The compounds prepared in this way are all insoluble in water, doubtless by reason of the slowness with which such compact solids can be attacked; they dissolve easily in dilute acids. The weakly acid character of titanium dioxide is shown by the fact that if the fusion with metallic carbonates be carried out in vessels so adjusted that the carbon dioxide exerts a pressure of one atmosphere, a condition of equilibrium is reached, in which a considerable part of the carbonate remains unattacked. In the presence of hydrogen peroxide, however, the acidic properties are considerably strengthened, and the per-salts can be obtained in the wet way.
Addition of hydrogen peroxide to a neutral or acid solution of a titanium compound gives a yellow colour, due to the formation of a peroxide, TiO₃,aq. Such solutions have the same oxidising powers as hydrogen peroxide, but do not give the blue colouration with chromium salts. By treatment of the solution with dilute alkalies, an hydrated peroxide is thrown down, which, when dried over phosphoric anhydride, has the formula TiO₃,3H₂O, and forms a yellow, horny mass. The freshly precipitated peroxide dissolves in acids and alkalies; from the latter solutions, by addition of hydrogen peroxide and alcohol, pertitanates of various composition can be obtained, of which the following are examples : Na₂O₂,TiO₃,3H₂O; (NH₄)₂O₂,TiO₃,H₂O₂; BaO₂,TiO₃,5H₂O; K₂O₄,K₂O₂,TiO₃,10H₂O, etc. These salts lose hydrogen peroxide when treated with dilute acids, and their constitutions are unknown.
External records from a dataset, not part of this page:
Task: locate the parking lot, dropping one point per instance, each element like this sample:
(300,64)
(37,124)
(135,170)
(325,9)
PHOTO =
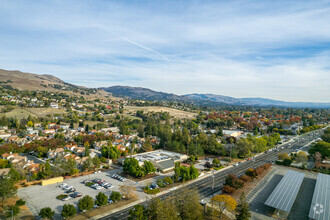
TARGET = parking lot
(262,191)
(38,197)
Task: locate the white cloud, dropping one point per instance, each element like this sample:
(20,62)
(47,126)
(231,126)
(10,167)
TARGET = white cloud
(272,49)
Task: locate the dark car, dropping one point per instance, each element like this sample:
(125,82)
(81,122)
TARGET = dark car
(76,195)
(71,190)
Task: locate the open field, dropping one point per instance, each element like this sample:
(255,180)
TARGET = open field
(20,113)
(173,112)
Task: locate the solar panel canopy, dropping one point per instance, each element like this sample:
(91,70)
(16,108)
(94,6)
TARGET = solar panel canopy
(320,207)
(286,191)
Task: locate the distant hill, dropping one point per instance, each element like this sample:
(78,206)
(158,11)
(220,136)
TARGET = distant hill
(142,93)
(46,82)
(256,101)
(205,99)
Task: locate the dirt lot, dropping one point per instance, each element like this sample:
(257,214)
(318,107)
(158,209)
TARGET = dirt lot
(20,113)
(173,112)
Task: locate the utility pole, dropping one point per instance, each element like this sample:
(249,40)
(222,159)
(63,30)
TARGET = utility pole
(213,179)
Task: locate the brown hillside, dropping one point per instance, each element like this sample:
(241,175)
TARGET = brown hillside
(30,81)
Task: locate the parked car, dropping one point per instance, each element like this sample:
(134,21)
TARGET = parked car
(63,185)
(67,187)
(76,195)
(71,190)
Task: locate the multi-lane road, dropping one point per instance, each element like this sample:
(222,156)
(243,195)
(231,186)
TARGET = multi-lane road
(205,185)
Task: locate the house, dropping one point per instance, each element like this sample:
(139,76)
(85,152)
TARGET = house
(70,147)
(100,144)
(49,131)
(33,168)
(80,151)
(5,135)
(4,171)
(232,133)
(55,153)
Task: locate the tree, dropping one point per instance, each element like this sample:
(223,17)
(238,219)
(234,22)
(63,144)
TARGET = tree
(7,188)
(132,167)
(302,156)
(223,202)
(188,206)
(138,213)
(46,213)
(242,209)
(69,210)
(216,162)
(85,203)
(96,162)
(126,191)
(148,167)
(101,199)
(283,156)
(115,196)
(251,173)
(168,180)
(20,202)
(86,145)
(12,211)
(147,145)
(29,124)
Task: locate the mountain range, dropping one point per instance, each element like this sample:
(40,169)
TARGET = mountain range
(206,99)
(46,82)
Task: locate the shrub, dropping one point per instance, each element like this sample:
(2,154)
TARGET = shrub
(68,211)
(160,183)
(20,202)
(168,180)
(151,191)
(46,213)
(62,196)
(115,196)
(101,199)
(12,210)
(259,170)
(245,178)
(103,159)
(251,173)
(228,189)
(85,203)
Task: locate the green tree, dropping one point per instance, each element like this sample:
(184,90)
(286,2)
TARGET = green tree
(68,210)
(148,167)
(101,199)
(96,162)
(46,213)
(138,213)
(85,203)
(132,167)
(115,196)
(216,162)
(12,211)
(7,188)
(242,209)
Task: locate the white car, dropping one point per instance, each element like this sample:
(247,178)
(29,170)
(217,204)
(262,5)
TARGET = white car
(63,185)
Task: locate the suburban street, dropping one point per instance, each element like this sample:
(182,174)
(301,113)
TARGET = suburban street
(204,186)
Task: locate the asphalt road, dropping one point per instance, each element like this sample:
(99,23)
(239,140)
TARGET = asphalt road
(204,186)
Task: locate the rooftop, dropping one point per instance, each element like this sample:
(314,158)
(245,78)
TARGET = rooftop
(286,191)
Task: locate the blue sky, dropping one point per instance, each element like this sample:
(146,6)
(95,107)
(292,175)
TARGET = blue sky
(271,49)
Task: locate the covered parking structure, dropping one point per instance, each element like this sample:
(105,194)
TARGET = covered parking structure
(285,193)
(320,207)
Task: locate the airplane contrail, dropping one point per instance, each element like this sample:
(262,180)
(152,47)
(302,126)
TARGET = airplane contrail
(135,43)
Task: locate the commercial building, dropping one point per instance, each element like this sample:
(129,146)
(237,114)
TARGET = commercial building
(320,207)
(163,160)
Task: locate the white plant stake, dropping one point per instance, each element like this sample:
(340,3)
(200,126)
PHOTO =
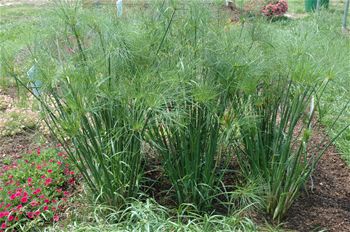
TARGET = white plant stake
(312,107)
(119,4)
(35,84)
(346,11)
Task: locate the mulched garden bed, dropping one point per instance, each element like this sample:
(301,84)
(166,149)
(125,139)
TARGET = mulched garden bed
(324,204)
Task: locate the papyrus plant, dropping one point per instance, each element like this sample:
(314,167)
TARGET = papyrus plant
(275,148)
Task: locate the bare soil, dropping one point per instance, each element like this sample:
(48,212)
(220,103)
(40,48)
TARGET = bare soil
(325,202)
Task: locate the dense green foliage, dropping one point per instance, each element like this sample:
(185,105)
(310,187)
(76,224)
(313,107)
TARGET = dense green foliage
(202,93)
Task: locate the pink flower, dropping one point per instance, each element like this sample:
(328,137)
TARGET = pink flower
(13,196)
(71,181)
(24,199)
(48,181)
(4,214)
(33,203)
(37,213)
(30,215)
(37,191)
(56,218)
(11,217)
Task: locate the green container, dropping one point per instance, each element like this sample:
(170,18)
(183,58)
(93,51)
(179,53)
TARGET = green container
(310,5)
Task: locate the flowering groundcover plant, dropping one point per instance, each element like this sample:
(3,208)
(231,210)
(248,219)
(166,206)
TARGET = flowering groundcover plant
(275,8)
(34,189)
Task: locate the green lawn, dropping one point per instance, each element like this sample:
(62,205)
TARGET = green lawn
(316,38)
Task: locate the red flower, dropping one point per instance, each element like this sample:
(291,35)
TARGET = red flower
(37,191)
(4,214)
(37,213)
(48,181)
(30,214)
(33,203)
(11,217)
(13,196)
(56,218)
(24,199)
(71,181)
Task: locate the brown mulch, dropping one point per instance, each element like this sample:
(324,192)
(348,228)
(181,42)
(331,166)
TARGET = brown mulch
(325,203)
(13,147)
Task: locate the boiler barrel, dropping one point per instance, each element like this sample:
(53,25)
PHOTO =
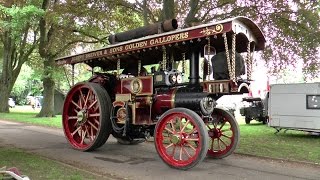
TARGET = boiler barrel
(167,25)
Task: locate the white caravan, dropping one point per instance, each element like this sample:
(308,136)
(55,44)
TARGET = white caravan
(295,106)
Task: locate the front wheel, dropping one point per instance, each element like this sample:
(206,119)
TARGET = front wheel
(181,138)
(223,133)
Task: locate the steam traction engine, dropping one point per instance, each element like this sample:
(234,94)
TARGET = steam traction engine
(170,101)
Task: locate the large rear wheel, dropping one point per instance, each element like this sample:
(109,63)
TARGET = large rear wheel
(224,134)
(181,138)
(86,116)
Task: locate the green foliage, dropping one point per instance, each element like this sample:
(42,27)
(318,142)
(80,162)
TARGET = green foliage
(260,140)
(27,83)
(36,167)
(15,19)
(291,27)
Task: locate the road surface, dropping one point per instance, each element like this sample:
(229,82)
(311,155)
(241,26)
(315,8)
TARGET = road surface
(141,162)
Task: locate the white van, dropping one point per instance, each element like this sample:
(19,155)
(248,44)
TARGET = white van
(295,106)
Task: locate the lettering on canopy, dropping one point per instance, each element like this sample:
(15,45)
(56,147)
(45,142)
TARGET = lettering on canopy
(148,43)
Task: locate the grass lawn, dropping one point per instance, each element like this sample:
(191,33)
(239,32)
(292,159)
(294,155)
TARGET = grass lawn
(27,115)
(36,167)
(260,140)
(255,139)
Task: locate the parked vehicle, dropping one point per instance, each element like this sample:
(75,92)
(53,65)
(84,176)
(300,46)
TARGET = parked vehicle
(295,106)
(133,104)
(11,103)
(255,110)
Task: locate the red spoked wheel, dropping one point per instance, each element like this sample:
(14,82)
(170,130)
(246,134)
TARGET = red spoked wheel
(223,133)
(181,138)
(86,116)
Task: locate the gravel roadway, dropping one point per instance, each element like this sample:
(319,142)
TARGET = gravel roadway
(115,161)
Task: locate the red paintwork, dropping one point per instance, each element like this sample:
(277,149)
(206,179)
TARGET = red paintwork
(76,95)
(219,134)
(147,85)
(163,102)
(163,141)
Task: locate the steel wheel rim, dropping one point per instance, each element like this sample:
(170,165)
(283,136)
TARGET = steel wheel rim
(221,135)
(81,116)
(172,143)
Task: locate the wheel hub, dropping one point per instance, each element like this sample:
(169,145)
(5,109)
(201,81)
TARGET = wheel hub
(176,139)
(82,116)
(215,133)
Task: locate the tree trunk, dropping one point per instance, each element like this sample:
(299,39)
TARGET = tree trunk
(168,9)
(191,19)
(7,77)
(4,95)
(47,109)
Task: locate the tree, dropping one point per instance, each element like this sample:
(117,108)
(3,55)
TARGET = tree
(19,38)
(69,23)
An interesting series of fluoroxypertitanates has been prepared by oxidation of the solution of titanium dioxide in hydrofluoric acid with hydrogen peroxide, and addition of metallic fluorides. The ammonium compound, (NH₄)₃TiO₂F₅, crystallises in yellow octahedra, isomorphous with the salts ZrF₄,3NH₄F and CbOF₃,3NH₄F. The potassium salt, K₂TiO₂F₄, crystallises well from water, and is easily obtained in the pure state; various barium salts are known. Similar compounds with oxalic acid have also been prepared.
Atomic Weight of Titanium.
—The first reliable determinations of this constant were carried out by H. Rose in 1829. He determined the ratio TiCl₄ : 4AgCl, by dissolving the pure tetrachloride, weighed in sealed glass bulbs, in water in closed flasks, precipitating the dioxide by ammonia, and weighing the silver chloride obtained by adding silver nitrate to the filtered and acidified solution. He obtained the values 48·27 and 48·13, which agree very well with the accepted value, 48·1. In the same year, Mosander, using a method not specified, obtained the value 47·15. Determinations carried out by Pierre (1847) and Demoly (1849) led to widely varying results. A series of determinations carried out by Thorpe during the years 1883-1885 gave consistent results. The method used was the precipitation of silver halide from the tetrachloride and tetrabromide, and the mean value of seven series of determinations gave the number 48·08. The International Committee have adopted this result as the basis of the accepted value, 48·1.
Detection.
—The specific reactions for the element are frequently masked by the presence of other metals, especially of iron, columbium, tantalum, and vanadium, which most frequently accompany it in nature, and from which a quantitative separation is frequently very difficult (see [p. 338]). The most characteristic reactions are the following:
(1) Reduction in acid solution by means of tin or zinc gives an intense violet colour, due to the formation of trivalent titanium salts. Various colours are given by vanadium, columbium, and tungsten, so that the test is not decisive if these are present.
(2) Hydrogen peroxide in acid solution gives a reddish-yellow colour, which is very delicate, and is used in quantitative estimation; vanadium compounds interfere.
(3) In sulphuric acid solution, characteristic colours are obtained with many phenolic compounds; thymol gives a blood-red colour which is exceedingly intense.